Im Durchschnitt habe jeder Mensch 13 Geheimnisse. Fünf davon erzähle er niemandem, die restlichen acht nur wenigen ausgewählten Personen. Das hat der US-Psychologe Michael Slepian herausgefunden. Er ist Associate Professor an der Columbia University in New York.
Im Interview mit dem "Süddeutsche Zeitung Magazin" erzählt er von seinen Studien und seiner Forschung. Seine Mutter habe seine erste veröffentlichte Studie zum Anlass genutzt, um ihm selbst ein lange gehütetes Geheimnis zu offenbaren: "Unser Vater ist nicht unser leiblicher Vater. Wir sind das Ergebnis von Samenspenden."

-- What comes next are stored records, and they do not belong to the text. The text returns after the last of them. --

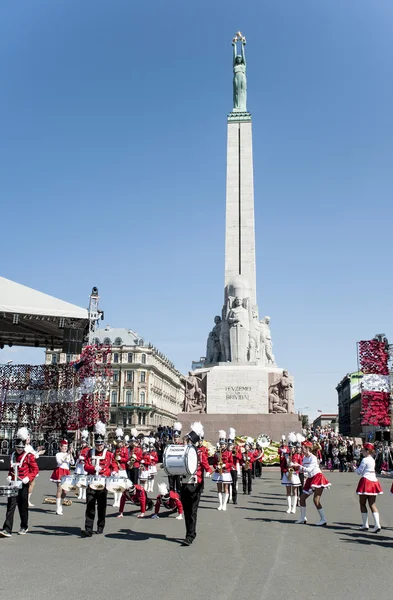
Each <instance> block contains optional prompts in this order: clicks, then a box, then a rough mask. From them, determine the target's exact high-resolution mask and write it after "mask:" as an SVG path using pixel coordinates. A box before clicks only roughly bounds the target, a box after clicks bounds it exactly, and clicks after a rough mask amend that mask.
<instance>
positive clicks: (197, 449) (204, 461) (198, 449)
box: [185, 434, 209, 493]
mask: <svg viewBox="0 0 393 600" xmlns="http://www.w3.org/2000/svg"><path fill="white" fill-rule="evenodd" d="M203 440H204V435H203V434H202V436H201V439H200V440H199V442H198V444H197V446H196V448H197V452H198V454H203V455H204V458H205V459H206V460H203V463H202V462H201V477H202V484H201V493H203V492H204V490H205V468H204V466H203V465H204V464H205V463H206V462H209V450H208V449H207V447H206V446H204V445H203ZM185 443H186V440H185Z"/></svg>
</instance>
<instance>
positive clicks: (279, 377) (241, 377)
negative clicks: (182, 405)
mask: <svg viewBox="0 0 393 600" xmlns="http://www.w3.org/2000/svg"><path fill="white" fill-rule="evenodd" d="M196 373H197V372H196ZM281 374H282V369H278V368H276V367H261V366H259V365H250V364H247V363H246V364H245V365H235V364H233V363H221V364H219V365H217V366H215V367H212V368H211V369H210V370H209V371H208V373H207V375H206V396H207V411H206V412H207V413H208V414H209V415H211V414H240V415H246V414H254V415H258V414H263V415H266V414H268V413H269V387H270V386H271V385H272V384H273V381H274V380H275V379H279V378H280V376H281Z"/></svg>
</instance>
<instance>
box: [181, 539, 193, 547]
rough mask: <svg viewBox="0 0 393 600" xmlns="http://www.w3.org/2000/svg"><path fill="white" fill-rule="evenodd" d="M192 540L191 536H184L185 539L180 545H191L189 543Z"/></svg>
mask: <svg viewBox="0 0 393 600" xmlns="http://www.w3.org/2000/svg"><path fill="white" fill-rule="evenodd" d="M193 541H194V540H193V539H192V538H190V537H186V539H185V540H183V543H182V546H191V544H192V542H193Z"/></svg>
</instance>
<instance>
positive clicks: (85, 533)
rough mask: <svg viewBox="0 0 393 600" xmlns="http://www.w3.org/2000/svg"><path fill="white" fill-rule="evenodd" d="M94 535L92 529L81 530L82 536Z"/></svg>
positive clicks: (91, 535) (83, 529)
mask: <svg viewBox="0 0 393 600" xmlns="http://www.w3.org/2000/svg"><path fill="white" fill-rule="evenodd" d="M92 535H93V532H92V531H86V529H82V531H81V536H82V537H92Z"/></svg>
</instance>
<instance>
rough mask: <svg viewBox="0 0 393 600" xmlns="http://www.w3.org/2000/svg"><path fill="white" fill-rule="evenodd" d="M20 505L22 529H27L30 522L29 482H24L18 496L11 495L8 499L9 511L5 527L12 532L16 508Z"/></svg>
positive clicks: (8, 509)
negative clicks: (12, 528) (27, 482)
mask: <svg viewBox="0 0 393 600" xmlns="http://www.w3.org/2000/svg"><path fill="white" fill-rule="evenodd" d="M16 507H18V511H19V516H20V527H21V529H27V526H28V523H29V484H28V483H27V484H25V483H24V484H23V485H22V487H21V488H20V490H19V491H18V495H17V496H9V497H8V501H7V513H6V516H5V521H4V525H3V529H5V531H8V533H12V526H13V524H14V514H15V509H16Z"/></svg>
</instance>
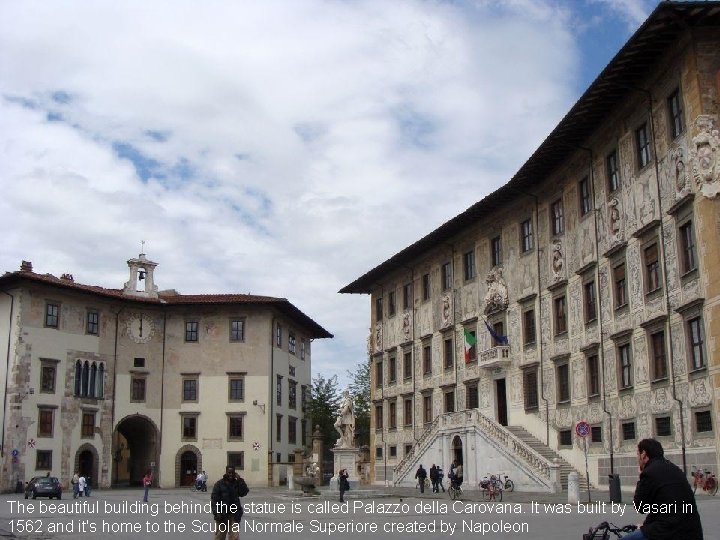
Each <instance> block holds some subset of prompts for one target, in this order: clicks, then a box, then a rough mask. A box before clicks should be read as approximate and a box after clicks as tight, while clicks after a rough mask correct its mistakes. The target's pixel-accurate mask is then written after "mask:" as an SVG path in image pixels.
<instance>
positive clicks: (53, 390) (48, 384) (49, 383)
mask: <svg viewBox="0 0 720 540" xmlns="http://www.w3.org/2000/svg"><path fill="white" fill-rule="evenodd" d="M56 364H57V362H54V361H49V360H44V361H43V362H42V364H41V365H40V392H43V393H48V394H54V393H55V373H56Z"/></svg>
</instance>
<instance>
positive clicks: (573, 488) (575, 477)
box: [568, 472, 580, 504]
mask: <svg viewBox="0 0 720 540" xmlns="http://www.w3.org/2000/svg"><path fill="white" fill-rule="evenodd" d="M579 500H580V478H579V476H578V473H576V472H571V473H570V474H568V502H569V503H572V504H577V503H578V501H579Z"/></svg>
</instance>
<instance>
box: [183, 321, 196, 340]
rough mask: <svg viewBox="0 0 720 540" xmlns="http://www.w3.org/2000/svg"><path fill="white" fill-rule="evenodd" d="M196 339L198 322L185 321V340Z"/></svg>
mask: <svg viewBox="0 0 720 540" xmlns="http://www.w3.org/2000/svg"><path fill="white" fill-rule="evenodd" d="M197 340H198V322H197V321H185V341H187V342H197Z"/></svg>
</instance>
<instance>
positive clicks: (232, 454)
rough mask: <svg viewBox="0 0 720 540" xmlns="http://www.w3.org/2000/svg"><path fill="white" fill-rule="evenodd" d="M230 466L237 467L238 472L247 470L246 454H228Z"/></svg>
mask: <svg viewBox="0 0 720 540" xmlns="http://www.w3.org/2000/svg"><path fill="white" fill-rule="evenodd" d="M227 460H228V463H227V464H228V466H229V467H235V470H236V471H242V470H243V469H245V452H228V458H227Z"/></svg>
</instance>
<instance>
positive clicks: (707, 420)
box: [695, 410, 712, 433]
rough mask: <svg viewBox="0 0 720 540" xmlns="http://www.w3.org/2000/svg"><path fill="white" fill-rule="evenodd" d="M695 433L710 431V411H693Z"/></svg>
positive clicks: (710, 427) (700, 432) (710, 425)
mask: <svg viewBox="0 0 720 540" xmlns="http://www.w3.org/2000/svg"><path fill="white" fill-rule="evenodd" d="M695 433H712V416H711V415H710V411H709V410H707V411H695Z"/></svg>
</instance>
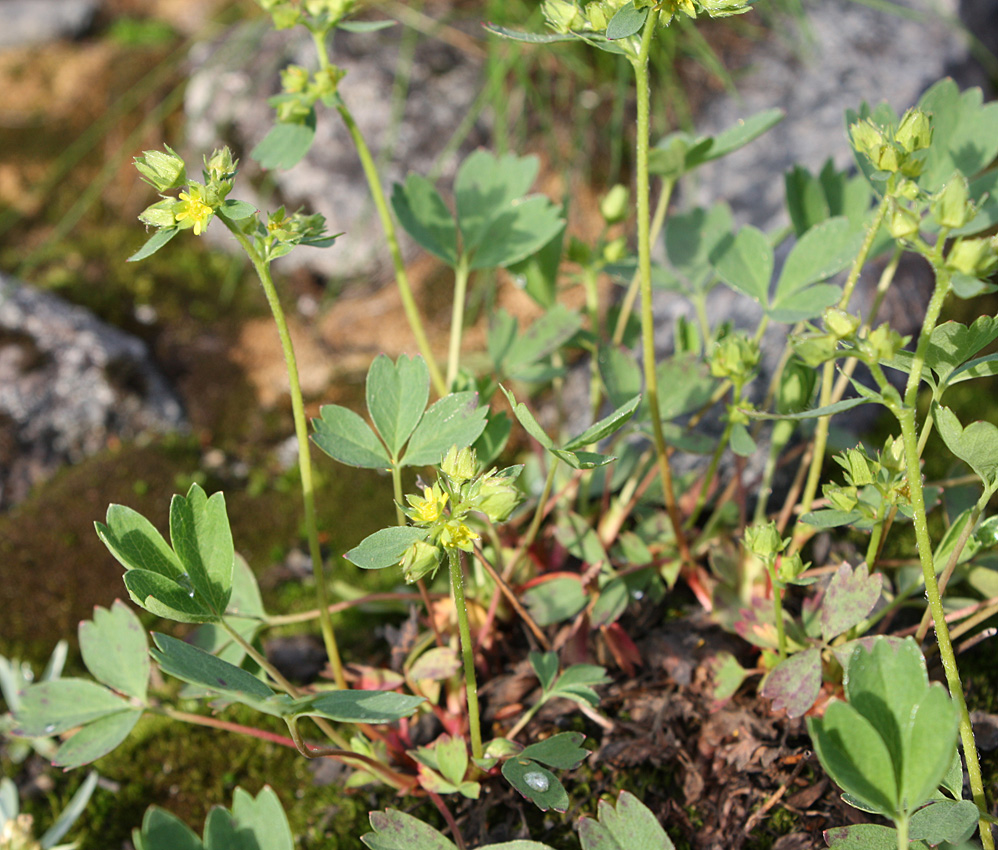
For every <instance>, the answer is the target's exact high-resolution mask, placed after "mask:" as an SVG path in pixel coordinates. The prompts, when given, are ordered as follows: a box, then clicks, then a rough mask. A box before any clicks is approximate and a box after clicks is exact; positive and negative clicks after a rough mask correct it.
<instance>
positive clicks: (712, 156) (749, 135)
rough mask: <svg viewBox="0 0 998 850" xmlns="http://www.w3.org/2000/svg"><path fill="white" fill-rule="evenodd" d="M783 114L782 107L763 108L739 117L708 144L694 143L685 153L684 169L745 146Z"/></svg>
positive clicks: (731, 152) (714, 158)
mask: <svg viewBox="0 0 998 850" xmlns="http://www.w3.org/2000/svg"><path fill="white" fill-rule="evenodd" d="M784 115H785V113H784V112H783V110H782V109H764V110H762V111H761V112H757V113H756V114H755V115H751V116H749V117H748V118H741V119H739V120H738V121H736V122H735V123H734V124H733V125H732V126H730V127H728V128H727V129H726V130H722V131H721V132H720V133H718V134H717V135H716V136H714V137H713V138H712V139H711V144H710V145H709V146H704V145H702V144H699V143H698V144H696V145H695V146H694V147H693V148H692V149H691V150H690V152H689V153H688V154H687V157H686V171H692V170H693V169H694V168H696V167H697V166H698V165H701V164H703V163H705V162H711V161H713V160H715V159H720V158H721V157H722V156H727V155H728V154H729V153H734V152H735V151H736V150H738V149H739V148H743V147H745V145H747V144H748V143H749V142H751V141H754V140H755V139H757V138H759V136H761V135H762V134H763V133H766V132H768V131H769V130H771V129H772V128H773V127H775V126H776V125H777V124H779V123H780V122H781V121H782V120H783V118H784Z"/></svg>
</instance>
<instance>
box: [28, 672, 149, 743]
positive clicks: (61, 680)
mask: <svg viewBox="0 0 998 850" xmlns="http://www.w3.org/2000/svg"><path fill="white" fill-rule="evenodd" d="M127 710H130V705H129V703H128V701H127V700H125V699H123V698H122V697H120V696H118V695H117V694H115V693H114V692H112V691H110V690H108V689H107V688H105V687H103V686H102V685H98V684H97V683H96V682H91V681H89V680H87V679H72V678H68V679H52V680H50V681H48V682H38V683H37V684H34V685H29V686H28V687H27V688H25V689H24V691H23V692H22V693H21V703H20V705H19V706H18V708H17V711H16V712H15V714H14V718H15V720H17V725H18V732H19V733H20V734H21V735H24V736H26V737H28V738H41V737H43V736H49V735H59V734H61V733H63V732H66V731H68V730H70V729H72V728H73V727H74V726H82V725H84V724H86V723H93V722H94V721H95V720H98V719H99V718H101V717H106V716H107V715H109V714H117V713H118V712H121V711H127Z"/></svg>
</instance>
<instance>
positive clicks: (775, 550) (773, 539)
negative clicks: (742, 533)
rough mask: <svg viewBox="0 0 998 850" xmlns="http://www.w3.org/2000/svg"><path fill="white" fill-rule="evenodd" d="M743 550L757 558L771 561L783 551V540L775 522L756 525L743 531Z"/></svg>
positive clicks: (770, 522)
mask: <svg viewBox="0 0 998 850" xmlns="http://www.w3.org/2000/svg"><path fill="white" fill-rule="evenodd" d="M744 543H745V548H746V550H748V551H749V552H751V553H752V554H753V555H755V556H756V557H757V558H761V559H762V560H764V561H768V560H771V559H772V558H773V557H775V556H776V555H777V554H778V553H779V552H780V551H781V550H782V549H783V539H782V538H781V537H780V532H778V531H777V530H776V523H775V522H767V523H757V524H756V525H750V526H749V527H748V528H746V529H745V539H744Z"/></svg>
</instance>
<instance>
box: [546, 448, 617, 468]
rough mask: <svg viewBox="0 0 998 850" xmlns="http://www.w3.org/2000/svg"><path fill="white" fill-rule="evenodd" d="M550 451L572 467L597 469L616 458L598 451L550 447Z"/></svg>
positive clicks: (610, 462) (555, 455) (612, 460)
mask: <svg viewBox="0 0 998 850" xmlns="http://www.w3.org/2000/svg"><path fill="white" fill-rule="evenodd" d="M550 452H551V454H553V455H554V456H555V457H557V458H560V459H561V460H563V461H565V463H567V464H568V465H569V466H570V467H572V469H598V468H599V467H601V466H606V465H607V464H608V463H613V462H614V461H615V460H616V459H617V458H616V456H614V455H604V454H600V453H599V452H583V451H577V452H569V451H565V450H564V449H550Z"/></svg>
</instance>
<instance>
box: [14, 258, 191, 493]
mask: <svg viewBox="0 0 998 850" xmlns="http://www.w3.org/2000/svg"><path fill="white" fill-rule="evenodd" d="M184 423H185V418H184V413H183V410H182V408H181V405H180V403H179V401H178V400H177V398H176V397H175V396H174V394H173V392H172V391H171V390H170V388H169V386H168V385H167V383H166V381H165V380H164V379H163V377H162V376H161V375H160V374H159V372H158V371H157V369H156V367H155V366H154V365H153V363H152V361H151V359H150V357H149V352H148V350H147V348H146V346H145V344H144V343H143V342H142V341H141V340H139V339H136V338H135V337H133V336H130V335H129V334H126V333H123V332H122V331H119V330H117V329H116V328H113V327H111V326H109V325H106V324H104V323H103V322H101V321H100V320H98V319H97V318H95V317H94V316H93V315H92V314H90V313H89V312H88V311H86V310H84V309H82V308H80V307H76V306H73V305H71V304H67V303H66V302H65V301H63V300H62V299H61V298H59V297H57V296H55V295H52V294H51V293H47V292H42V291H39V290H36V289H33V288H32V287H30V286H28V285H26V284H23V283H20V282H19V281H16V280H14V279H13V278H10V277H7V276H3V275H0V508H5V507H9V506H10V505H11V504H13V503H15V502H17V501H19V500H21V499H23V498H24V497H25V496H26V495H27V494H28V492H29V490H30V489H31V487H32V486H34V485H35V484H37V483H39V482H40V481H43V480H44V479H46V478H48V477H49V476H51V475H52V473H54V472H55V471H56V470H57V469H58V468H59V467H60V466H61V465H63V464H66V463H74V462H76V461H79V460H81V459H83V458H85V457H87V456H90V455H93V454H95V453H96V452H98V451H100V450H101V449H103V448H105V447H106V446H107V445H108V444H109V443H110V442H111V441H113V440H116V439H131V438H135V437H137V436H139V435H141V434H142V433H143V432H146V431H167V430H172V429H176V428H182V427H184Z"/></svg>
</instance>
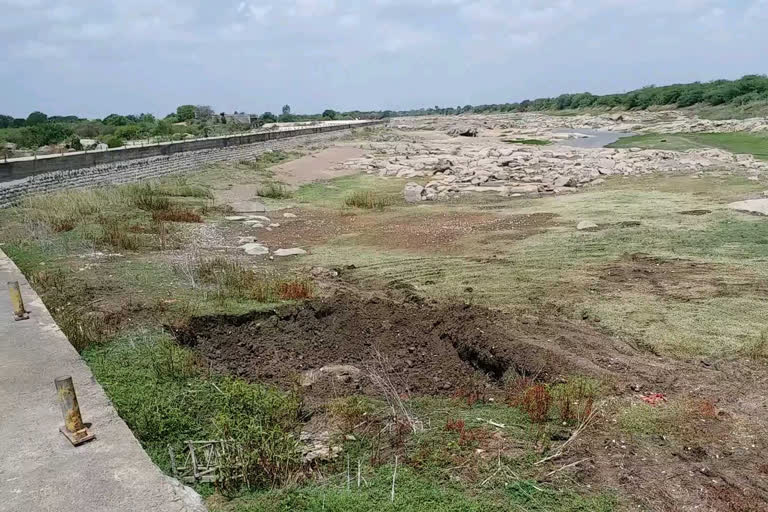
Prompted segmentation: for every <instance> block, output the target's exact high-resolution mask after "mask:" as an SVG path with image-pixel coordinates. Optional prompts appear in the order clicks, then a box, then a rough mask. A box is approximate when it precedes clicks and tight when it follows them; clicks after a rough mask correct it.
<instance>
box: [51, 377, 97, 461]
mask: <svg viewBox="0 0 768 512" xmlns="http://www.w3.org/2000/svg"><path fill="white" fill-rule="evenodd" d="M53 383H54V384H55V385H56V393H57V395H58V396H59V405H61V413H62V414H63V415H64V425H63V426H61V427H59V430H60V431H61V433H62V434H64V435H65V436H66V437H67V439H69V441H70V442H71V443H72V444H73V445H75V446H77V445H80V444H83V443H85V442H88V441H90V440H91V439H94V438H95V437H96V436H94V435H93V434H91V433H90V432H89V431H88V428H87V425H86V424H85V423H83V417H82V416H81V415H80V405H79V404H78V403H77V394H76V393H75V384H74V383H73V382H72V377H59V378H57V379H56V380H54V381H53Z"/></svg>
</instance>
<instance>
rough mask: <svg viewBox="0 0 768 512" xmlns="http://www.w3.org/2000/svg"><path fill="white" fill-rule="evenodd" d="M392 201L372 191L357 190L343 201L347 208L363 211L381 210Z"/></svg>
mask: <svg viewBox="0 0 768 512" xmlns="http://www.w3.org/2000/svg"><path fill="white" fill-rule="evenodd" d="M392 203H393V200H392V198H391V197H389V196H385V195H382V194H379V193H377V192H374V191H372V190H357V191H355V192H352V193H351V194H350V195H348V196H347V197H346V198H345V199H344V206H346V207H349V208H362V209H365V210H383V209H384V208H386V207H387V206H390V205H391V204H392Z"/></svg>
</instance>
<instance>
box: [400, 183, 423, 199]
mask: <svg viewBox="0 0 768 512" xmlns="http://www.w3.org/2000/svg"><path fill="white" fill-rule="evenodd" d="M424 193H425V190H424V187H422V186H421V185H419V184H418V183H413V182H410V183H406V184H405V189H404V190H403V197H405V202H406V203H418V202H419V201H423V200H424Z"/></svg>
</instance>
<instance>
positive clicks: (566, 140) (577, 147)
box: [553, 128, 634, 148]
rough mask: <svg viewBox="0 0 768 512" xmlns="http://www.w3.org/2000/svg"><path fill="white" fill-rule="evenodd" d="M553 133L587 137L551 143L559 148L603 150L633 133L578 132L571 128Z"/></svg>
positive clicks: (557, 140)
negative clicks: (623, 137)
mask: <svg viewBox="0 0 768 512" xmlns="http://www.w3.org/2000/svg"><path fill="white" fill-rule="evenodd" d="M555 133H583V134H584V135H589V137H587V138H583V139H582V138H579V139H565V140H556V141H553V142H554V143H555V144H560V145H561V146H571V147H575V148H603V147H605V146H607V145H608V144H613V143H614V142H616V141H617V140H619V139H620V138H622V137H631V136H632V135H634V133H631V132H609V131H603V130H587V129H583V130H579V129H573V128H563V129H560V130H555Z"/></svg>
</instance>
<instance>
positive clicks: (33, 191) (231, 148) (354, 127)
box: [0, 121, 385, 207]
mask: <svg viewBox="0 0 768 512" xmlns="http://www.w3.org/2000/svg"><path fill="white" fill-rule="evenodd" d="M383 123H385V122H383V121H371V122H368V123H356V124H343V125H341V124H340V125H332V126H320V127H309V128H300V129H297V130H286V131H275V132H264V133H255V134H247V135H239V136H234V137H217V138H213V139H203V140H195V141H188V142H178V143H171V144H158V145H152V146H145V147H133V148H123V149H120V150H112V151H101V152H91V153H77V154H69V155H63V156H58V157H48V158H38V159H37V160H34V159H28V160H15V161H9V162H5V163H0V207H6V206H9V205H11V204H13V203H14V202H15V201H17V200H19V199H21V198H23V197H24V196H27V195H31V194H41V193H47V192H53V191H56V190H61V189H68V188H78V187H90V186H96V185H107V184H115V183H128V182H133V181H139V180H143V179H151V178H156V177H161V176H166V175H169V174H176V173H181V172H185V171H191V170H193V169H196V168H200V167H202V166H204V165H206V164H211V163H216V162H222V161H227V160H239V159H248V158H253V157H254V156H256V155H258V154H260V153H263V152H265V151H272V150H278V149H289V148H292V147H295V146H298V145H301V144H306V143H311V142H316V141H317V142H320V141H324V140H329V139H334V138H338V137H341V136H343V135H345V134H346V133H348V132H349V131H350V130H351V129H354V128H364V127H366V126H375V125H380V124H383Z"/></svg>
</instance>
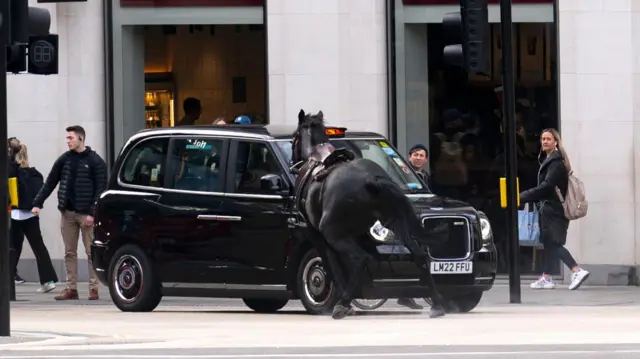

Slepian hat über 50.000 Menschen zu ihren Geheimnissen befragt. Um herauszufinden, welche Arten von Geheimnissen es gibt, entwickelte er eine Liste mit 38 Kategorien – darunter Diebstahl, Schwangerschaftsabbruch oder sexuelle Untreue. Auch positive Geheimnisse wie ein Heiratsantrag oder eine Überraschung zählen dazu. "Weil uns niemand danach fragt, müssen wir auch niemanden anlügen. Trotzdem ist es ein Geheimnis", erklärt er.
Besonders belastend seien Geheimnisse, die "unmoralisch" sind, niemandem anvertraut werden oder deren Grund man selbst nicht versteht. "Unmoralische Geheimnisse erzeugen Scham. Geheimnisse, die wir niemandem anvertrauen, führen zu Isolation", so Slepian weiter. In einer Studie zeigte er, dass Menschen, die an ihr größtes Geheimnis denken, physische Lasten stärker empfinden: "Sie schätzten Berge als steiler ein, so wie jemand mit schwerem Rucksack."
Die Forschung habe auch seine Familie beeinflusst, erzählt er. "Ich weiß nicht, ob meine Mutter uns das jemals gesagt hätte, wenn ich mich mit einem anderen psychologischen Feld beschäftigt hätte." Nach dem Geständnis habe er sofort das Bedürfnis gehabt, es anderen nahestehenden Personen zu erzählen. Sein Bruder hingegen schwieg. "Warum erzählst du das jedem?", fragte dieser.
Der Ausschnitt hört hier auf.